Je viens de voir que notre cher Camille est nommé président de l'Ain 1. Que le bon Dieu bénisse les travaux de cet homme de bien, qui emploie le beau talent que la nature lui a donné à la défense des doctrines humaines et généreuses ! Quel dommage que l'ordre politique soit un ordre faux ! Il y a, dans ce moment, un bel élan. On fait des efforts que j'admire pour atteindre à un but. Je suis plus content de l'esprit public que je ne l'étais. Je vois quelque chose de ce qu'il y a eu de bon dans les premiers élans de la Révolution. L'impulsion me paraît même plus épurée. Mais où est le but, où sont les bases ? L'ardeur politique est encore à naître. Ce serait, entre nous, la même discussion que pour le catholicisme, et je serais plus embarrassé encore. La doctrine politique vraie est cachée aux hommes du monde. Ils en sentent le besoin ; ils la cherchent ; les travaux auxquels ils se livrent pour la trouver produisent du bien et du mal, comme tout ce qu'ils font. La doctrine politique est une des branches de l'arbre de la Foi.

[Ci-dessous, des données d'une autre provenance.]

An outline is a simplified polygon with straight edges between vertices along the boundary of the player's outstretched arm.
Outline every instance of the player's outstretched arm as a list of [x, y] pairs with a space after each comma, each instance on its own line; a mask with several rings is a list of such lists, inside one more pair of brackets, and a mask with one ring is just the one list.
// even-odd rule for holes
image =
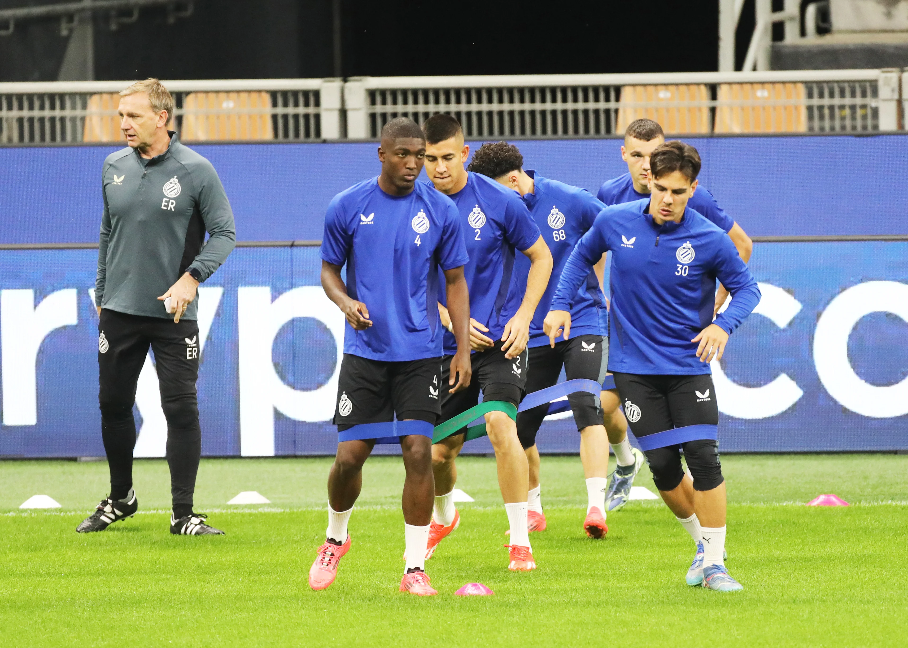
[[[463, 266], [445, 270], [445, 284], [448, 295], [448, 317], [454, 337], [457, 339], [457, 353], [451, 358], [449, 380], [449, 385], [454, 385], [450, 388], [450, 392], [454, 393], [469, 387], [473, 376], [469, 359], [469, 329], [472, 328], [469, 326], [469, 292], [467, 290], [467, 280], [463, 276]], [[444, 308], [440, 304], [439, 306], [439, 309]]]
[[365, 330], [372, 326], [372, 320], [369, 319], [369, 309], [364, 303], [351, 299], [347, 294], [347, 287], [340, 279], [340, 268], [341, 266], [334, 263], [321, 261], [321, 288], [328, 299], [340, 309], [351, 327], [356, 330]]
[[[451, 324], [450, 315], [448, 313], [448, 309], [444, 307], [443, 304], [439, 303], [439, 317], [441, 319], [441, 324], [445, 329], [449, 330], [451, 333], [454, 332], [453, 324]], [[495, 341], [491, 338], [484, 336], [479, 331], [488, 331], [489, 329], [484, 327], [479, 322], [476, 321], [473, 318], [469, 319], [469, 348], [474, 351], [485, 351], [487, 349], [491, 349], [495, 346]]]
[[523, 302], [514, 317], [505, 324], [505, 330], [501, 335], [504, 341], [501, 350], [505, 351], [505, 358], [508, 359], [517, 358], [527, 348], [529, 342], [529, 324], [552, 274], [552, 252], [542, 236], [521, 251], [529, 259], [529, 275], [527, 277], [527, 291], [523, 295]]
[[[728, 231], [728, 238], [732, 240], [735, 243], [735, 249], [738, 250], [738, 255], [741, 257], [741, 260], [745, 263], [750, 262], [750, 255], [754, 251], [754, 241], [750, 240], [746, 232], [741, 229], [741, 226], [735, 223], [735, 226]], [[713, 309], [713, 317], [719, 312], [719, 309], [722, 308], [722, 304], [725, 303], [725, 299], [728, 299], [728, 290], [723, 284], [719, 284], [718, 290], [716, 291], [716, 307]]]
[[548, 336], [548, 343], [555, 349], [555, 339], [564, 332], [565, 339], [570, 336], [570, 311], [549, 310], [542, 322], [542, 330]]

Heureux ceux qui, comme l'ami dont je te parlais tout à l'heure, suivent en politique les lumières de la raison et les sentiments d'un cœur noble et aimant ! Leurs efforts ne seront pas perdus. Ils avancent le règne de la vérité ; peut-être même finiront-ils par recevoir le don de la foi ? [illeg]

(1) Camille Jordan, qui représentait l'Ain depuis 1815, avait été élu en 1818 à la fois dans le Rhône et dans l'Ain, mais avait opté pour l'Ain.